Speaker
Description
At the future colliders such as High-Luminosity LHC (HL-LHC), the average number of the simultaneous pp interactions per event, or pile-up (µ), will rise from current 30-60 to as much as 200. Among the full event simulation and reconstruction chains, reconstruction of charged particles quickly becomes the most computationally intensive chain because it scales combinatorially with an increasing number of charged particles. Resolving the ambiguity using time measurement has already been investigated during LHC Phase-II Upgrade, e.g. the ATLAS High Granularity Timing Detector (HGTD), which will be placed outside the ATLAS Phase-II Inner Tracker (ITk) endcap to remove the pile-up vertex in the forward region of 2.4< |eta| < 4. Meanwhile, the possibility of replacing the inner layers of the ATLAS Phase-II barrel pixel detector with 4D pixel detector during a possible Phase-III upgrade is foreseen as well.

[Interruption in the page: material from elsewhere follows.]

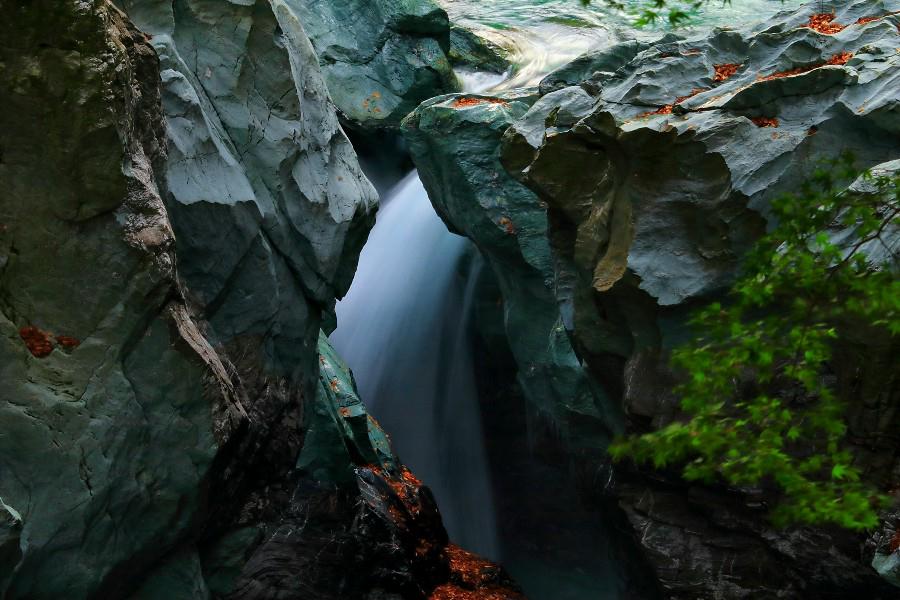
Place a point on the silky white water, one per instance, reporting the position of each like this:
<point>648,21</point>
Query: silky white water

Based on the common tracking software, ACTS, where the particle flight time is integrated in the track parameterization inherently, the gain of tracking performance by including time measurement in low-level cluster, seeding and track following has been explored on top of dedicated 4D digitization. In this contribution, we will present the implementation of the ACTS-based 4D tracking chain for both the Open Data Detector and ATLAS ITk. The improvement of both physics performance, e.g. efficiency and resolution, and computational performance, with 4D measurement compared to traditional 3D measurement will be discussed.